I wonder if the reason I’ve taken to the tablet is my long use of different Palm organizer models. My first was the original Pilot [before a trademark dispute with Pilot Pen forced the company to change its name to Palm Pilot, and then just Palm]. The Treo 90 I use has a keyboard and pen input, just not quite the same as this machine, though. 🙂 This is way more powerful.

That Monday night I finally deciphered the mysteries of the wireless router. In order to get the WPA encryption up and running I ended up having to upgrade the firmware on the router, after which it has worked like a charm. Many thanks to Leo Laporte and Steve Gibson for their Security Now podcasts, be sure to check out Episodes 10 & 11 and 13 for their series on wireless security.

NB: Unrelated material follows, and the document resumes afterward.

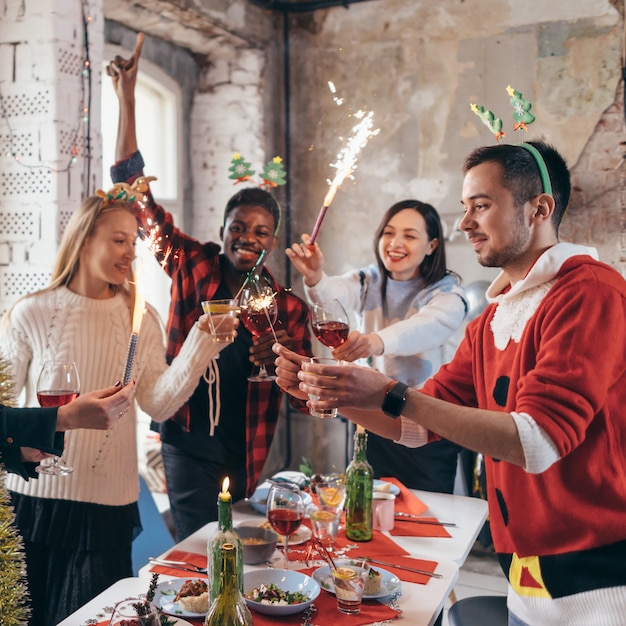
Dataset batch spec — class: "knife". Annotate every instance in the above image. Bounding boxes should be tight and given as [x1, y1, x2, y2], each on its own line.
[362, 556, 443, 579]
[394, 512, 457, 527]
[148, 557, 207, 575]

For attending Blawgthink in November I received some excellent software packages, including MindManager, One Note, and NoteMap. The first two really take great advantage of the tablet, I’ve enjoyed learning how to use them best. On Thursday I attended a local Bar association lunch seminar, and the speaker let me try out the tablet’s built in microphone while taking notes with OneNote. The sound isn’t the best due to room conditions, but I really like its ability to take me to the time index of the recording from when I made each note. I’ve heard that a lot of attorneys use OneNote to record depositions while taking notes, it really is great on the tablet. I’ve also got good use out of MindManager, I’m starting to get the hang of its pen shortcuts. ActiveWords has also been another great package. I’m sure enjoying learning it, and will write more about that package soon.

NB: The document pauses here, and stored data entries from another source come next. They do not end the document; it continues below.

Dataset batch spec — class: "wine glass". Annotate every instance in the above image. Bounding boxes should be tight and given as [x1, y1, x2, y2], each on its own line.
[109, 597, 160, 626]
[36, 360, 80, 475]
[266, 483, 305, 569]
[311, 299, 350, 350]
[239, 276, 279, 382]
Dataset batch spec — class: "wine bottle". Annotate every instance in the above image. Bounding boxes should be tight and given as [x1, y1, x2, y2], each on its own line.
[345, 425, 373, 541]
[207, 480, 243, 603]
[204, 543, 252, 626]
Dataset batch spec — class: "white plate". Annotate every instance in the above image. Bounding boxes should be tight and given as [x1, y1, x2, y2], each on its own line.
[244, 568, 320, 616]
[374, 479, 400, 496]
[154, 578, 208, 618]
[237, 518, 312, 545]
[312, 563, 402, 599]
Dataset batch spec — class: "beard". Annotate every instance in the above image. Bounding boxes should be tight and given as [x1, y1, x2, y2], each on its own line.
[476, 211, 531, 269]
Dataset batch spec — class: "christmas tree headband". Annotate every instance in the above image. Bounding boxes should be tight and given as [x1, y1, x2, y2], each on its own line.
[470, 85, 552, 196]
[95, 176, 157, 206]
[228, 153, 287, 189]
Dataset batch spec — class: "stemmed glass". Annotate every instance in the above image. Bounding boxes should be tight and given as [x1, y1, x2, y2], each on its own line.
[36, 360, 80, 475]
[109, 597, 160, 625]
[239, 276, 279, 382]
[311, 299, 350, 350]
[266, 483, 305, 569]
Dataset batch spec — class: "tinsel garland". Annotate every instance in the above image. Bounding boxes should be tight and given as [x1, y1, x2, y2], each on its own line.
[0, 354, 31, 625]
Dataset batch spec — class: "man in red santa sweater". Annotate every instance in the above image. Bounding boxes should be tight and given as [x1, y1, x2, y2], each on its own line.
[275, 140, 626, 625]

Overall, I have been very happy with my choice of the C200. It’s easy to type out longer essays with the keyboard, and yet for most purposes the pen is a great input device. The conversion between the two modes is rapid enough to keep the flow of my work, unlike other tablets that make you stop and twist the screen around to convert it to tablet mode. I’ll write more about the tablet in the future if it’s relevant to the blog.

Out of the Box with Wireless

I’m writing this now on OpenOffice 2.01 with my new Acer Travelmate C200.

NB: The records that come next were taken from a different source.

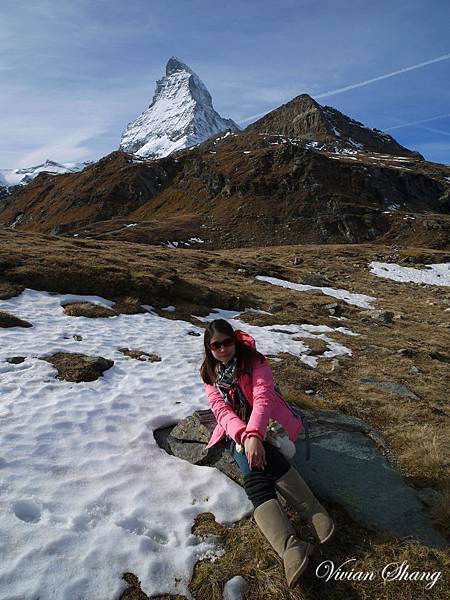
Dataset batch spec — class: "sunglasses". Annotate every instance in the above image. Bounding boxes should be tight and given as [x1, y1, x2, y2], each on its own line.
[209, 337, 235, 351]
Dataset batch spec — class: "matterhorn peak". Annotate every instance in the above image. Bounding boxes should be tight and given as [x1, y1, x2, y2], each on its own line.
[165, 56, 193, 76]
[119, 58, 239, 159]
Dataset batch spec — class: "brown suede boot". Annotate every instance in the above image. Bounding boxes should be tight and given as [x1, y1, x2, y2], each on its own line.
[253, 498, 313, 587]
[276, 466, 335, 544]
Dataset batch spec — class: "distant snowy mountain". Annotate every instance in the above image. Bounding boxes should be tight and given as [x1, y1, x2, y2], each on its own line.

Opening the box was cool, I was up and running within minutes. The only big hiccup came with the built-in power management software misinterpreting tablet mode as being the standard “Lid’s closed, let’s power down” mode. Luckily I was able to diagnose that without having to call tech support. I still haven’t worked out the bugs in my wireless access at home, but hope to do more soon with it when I have more time. I can see my network, it just won’t let me access it. 🙁 The wired access works (for now) just fine.

Over the weekend I visited family and brought the new tablet with me, hoping to set it up further after the kids went to bed. My computer detected a wireless access point that was completely wide open allowing anyone to log on and use that person’s Internet access point. Since I wasn’t doing anything secure, just downloading and installing software, I went ahead and took advantage of the opportunity to get online. While fun for me, such open points are potentially troubling for whoever’s account I was using. Some will advocate setting up a totally free access point by rationalizing like “I’m only being charged a flat rate anyways”, and that the founders of the Internet supported a free access rationale. However, this person could be liable if an anonymous user would do something like download the latest Hollywood blockbuster using a peer to peer package while connected to this network. It’s that home user’s IP address that would be visible to the RIAA and MPAA. It’s that home user that would be the named defendant in the lawsuit. And, it would be up to that home user to try to prove that he didn’t download the software at question.

I’m guessing the WAP I was using was from a new user since the access point name was the default straight out of the box “Linksys,” but it’s a shame these things don’t default to secure access and make the user affirmatively choose to run in the clear.